Since you have some of the basic components done and out of the way, now is when you start to bring the bow in the tune. A sighting system is a must. This consists of a sight bracket, sight pins, and a peep sight. The sight bracket and pins mount on the bow riser and the peep sight is mounted on the string that you look through. Since you have sight pins on your bow you will need to get stabilizer, string silencer, releaser, and an arm guard for protection because it will hurt if the string hits you.
Begin the target shooting process at a short range, fifteen yards or less. Here you can check your groups, as well as adjust sight pins, peep sights, and get a feel for the bow. As soon as you start shooting, sight in you bow by moving your sight pins. Fred states, to get a bow sighted in can be very easy or difficult. If the arrow hits the target low move your sight pins lower. You move the pin the direction the arrow hit the target. The sight bracket should have at least three sight pins on it. Fred said to sight the first pin in at ten yards, the second at twenty yards, and the third at thirty yards. This is perfect pin selection for hunting.

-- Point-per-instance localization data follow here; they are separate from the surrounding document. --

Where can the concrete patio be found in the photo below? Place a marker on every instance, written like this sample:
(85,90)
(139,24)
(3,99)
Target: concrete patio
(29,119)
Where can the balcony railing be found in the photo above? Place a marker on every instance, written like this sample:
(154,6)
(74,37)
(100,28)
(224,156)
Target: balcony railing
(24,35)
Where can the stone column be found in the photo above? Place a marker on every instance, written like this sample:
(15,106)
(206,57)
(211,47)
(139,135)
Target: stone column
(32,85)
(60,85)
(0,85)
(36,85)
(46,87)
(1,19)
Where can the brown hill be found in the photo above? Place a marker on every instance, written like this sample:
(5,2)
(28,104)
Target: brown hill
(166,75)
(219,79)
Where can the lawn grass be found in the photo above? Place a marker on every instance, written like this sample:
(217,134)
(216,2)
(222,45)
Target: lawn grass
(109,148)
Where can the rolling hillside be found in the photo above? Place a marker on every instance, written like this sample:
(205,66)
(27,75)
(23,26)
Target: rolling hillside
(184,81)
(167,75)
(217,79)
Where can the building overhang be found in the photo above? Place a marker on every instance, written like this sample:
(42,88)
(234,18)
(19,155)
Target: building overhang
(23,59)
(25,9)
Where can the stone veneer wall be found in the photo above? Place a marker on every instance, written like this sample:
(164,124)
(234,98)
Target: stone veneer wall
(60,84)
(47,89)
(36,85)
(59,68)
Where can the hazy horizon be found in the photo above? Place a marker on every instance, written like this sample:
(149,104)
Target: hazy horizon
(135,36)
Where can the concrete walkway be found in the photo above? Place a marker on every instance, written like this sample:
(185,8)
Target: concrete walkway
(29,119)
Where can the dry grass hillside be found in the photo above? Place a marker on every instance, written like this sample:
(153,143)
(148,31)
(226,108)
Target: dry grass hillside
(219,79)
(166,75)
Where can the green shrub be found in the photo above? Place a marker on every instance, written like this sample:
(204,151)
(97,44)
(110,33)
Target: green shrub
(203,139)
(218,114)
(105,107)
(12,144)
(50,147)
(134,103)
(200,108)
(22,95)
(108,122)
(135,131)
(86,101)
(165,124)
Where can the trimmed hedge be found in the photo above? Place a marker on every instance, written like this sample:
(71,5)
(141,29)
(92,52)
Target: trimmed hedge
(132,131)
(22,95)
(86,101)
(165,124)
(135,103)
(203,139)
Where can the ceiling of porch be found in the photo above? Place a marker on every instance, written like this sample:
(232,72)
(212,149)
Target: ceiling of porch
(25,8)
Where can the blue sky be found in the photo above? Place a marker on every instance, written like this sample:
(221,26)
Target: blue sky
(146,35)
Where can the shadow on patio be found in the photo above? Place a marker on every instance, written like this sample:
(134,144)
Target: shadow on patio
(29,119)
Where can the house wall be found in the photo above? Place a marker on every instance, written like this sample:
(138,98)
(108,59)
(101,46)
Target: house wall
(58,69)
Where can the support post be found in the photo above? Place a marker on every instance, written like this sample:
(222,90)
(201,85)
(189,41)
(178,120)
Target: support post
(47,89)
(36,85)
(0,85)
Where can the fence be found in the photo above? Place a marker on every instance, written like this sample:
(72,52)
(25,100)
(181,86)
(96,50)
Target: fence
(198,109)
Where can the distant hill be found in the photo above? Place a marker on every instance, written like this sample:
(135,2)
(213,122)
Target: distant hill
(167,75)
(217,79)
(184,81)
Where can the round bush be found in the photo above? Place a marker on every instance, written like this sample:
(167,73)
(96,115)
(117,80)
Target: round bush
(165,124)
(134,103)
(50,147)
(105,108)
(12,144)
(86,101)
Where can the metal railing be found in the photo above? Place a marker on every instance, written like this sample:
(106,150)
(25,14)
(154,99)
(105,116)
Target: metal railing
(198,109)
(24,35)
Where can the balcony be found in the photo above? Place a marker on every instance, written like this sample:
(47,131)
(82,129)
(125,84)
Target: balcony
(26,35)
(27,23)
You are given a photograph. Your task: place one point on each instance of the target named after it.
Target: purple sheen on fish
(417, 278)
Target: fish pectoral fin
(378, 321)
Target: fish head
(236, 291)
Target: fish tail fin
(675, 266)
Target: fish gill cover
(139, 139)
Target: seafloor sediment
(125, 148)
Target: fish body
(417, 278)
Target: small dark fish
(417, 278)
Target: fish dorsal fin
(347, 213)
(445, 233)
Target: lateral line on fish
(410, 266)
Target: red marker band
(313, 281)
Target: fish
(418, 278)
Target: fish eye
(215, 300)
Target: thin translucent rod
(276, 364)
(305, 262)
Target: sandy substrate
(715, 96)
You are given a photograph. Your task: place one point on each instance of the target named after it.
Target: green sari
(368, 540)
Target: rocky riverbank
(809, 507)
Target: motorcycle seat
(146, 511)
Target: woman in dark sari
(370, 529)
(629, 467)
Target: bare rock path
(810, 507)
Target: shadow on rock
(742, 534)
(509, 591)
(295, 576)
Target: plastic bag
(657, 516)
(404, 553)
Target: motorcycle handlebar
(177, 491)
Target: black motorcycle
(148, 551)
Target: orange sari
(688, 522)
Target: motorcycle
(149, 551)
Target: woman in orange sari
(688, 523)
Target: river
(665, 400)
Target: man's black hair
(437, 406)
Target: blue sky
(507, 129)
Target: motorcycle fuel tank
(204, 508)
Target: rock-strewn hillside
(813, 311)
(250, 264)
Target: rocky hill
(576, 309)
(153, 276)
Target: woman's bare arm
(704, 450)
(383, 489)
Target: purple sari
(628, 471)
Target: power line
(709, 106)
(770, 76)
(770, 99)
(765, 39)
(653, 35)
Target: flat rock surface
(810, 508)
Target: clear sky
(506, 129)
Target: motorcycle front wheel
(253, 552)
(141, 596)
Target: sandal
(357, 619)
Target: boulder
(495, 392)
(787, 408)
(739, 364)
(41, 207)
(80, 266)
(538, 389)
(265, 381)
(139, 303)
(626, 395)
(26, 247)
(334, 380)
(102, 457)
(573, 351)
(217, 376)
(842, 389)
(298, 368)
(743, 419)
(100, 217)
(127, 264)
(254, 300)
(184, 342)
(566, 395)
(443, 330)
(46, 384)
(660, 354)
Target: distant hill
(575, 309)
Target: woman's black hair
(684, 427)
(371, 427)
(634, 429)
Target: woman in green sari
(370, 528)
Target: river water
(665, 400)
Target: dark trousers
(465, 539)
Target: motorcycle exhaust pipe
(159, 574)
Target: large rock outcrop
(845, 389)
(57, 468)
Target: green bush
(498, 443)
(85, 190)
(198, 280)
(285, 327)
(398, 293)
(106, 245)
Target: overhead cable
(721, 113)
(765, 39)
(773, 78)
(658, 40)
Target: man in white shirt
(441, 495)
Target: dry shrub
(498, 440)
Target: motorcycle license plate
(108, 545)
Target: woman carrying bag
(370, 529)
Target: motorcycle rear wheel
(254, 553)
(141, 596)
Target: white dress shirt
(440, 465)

Next comes paper tuning. You must take your time; meticulous care in paper tuning is needed to get the perfect flight. When paper tuning, start out at seven or eight yards. At this distance the arrow will show its worse motion. Arrows that tear holes with the nock downwards indicate that the nock point is to low. The answer is a slightly higher nock point. Conversely, if the hole is torn too high, try moving the nock point down slightly. Now check the side to side, also know as arrow spine. If the shaft leaves a hole torn to the left that indicates a weak arrow. There are several things that might help. The easiest way is too decrease the draw weight of the bow. Changing the center shot (position of the arrow rest) is another option; here all you do is move it to the left. If the arrow leaves a tear to the right, Fred says you are shooting a to stiff of an arrow. A quick cure for this is to move the arrow rest to the right. Remember that patience and persistence will be rewarded after you have paper tuned your bow.
You have your bow sighted in and tuned to perfection. Now is the time to start shooting with broadheads. Tuning a three bladed broadhead can be difficult; line the blades up with the vanes or feathers. Now start the whole tuning process over again. It will be hard to find several arrows that shoot the same; no arrow will shoot the same with broadheads on.
Bow tuning is a year-round bow-hunting chore. It’s important to keep your bow’s tune in check. During the course of the year keep the paper rack handy. Your shooting confidence will soar when you occasionally shoot a few practice shots and perfect tears in paper.
Bow tuning is anything but glamorous; in fact, it can be downright frustrating and often boring. But without a precisely tuned bow you’ll never reach you potential as a competition shooter or as a bow hunter. If you have followed this process you will be, ready for the shot.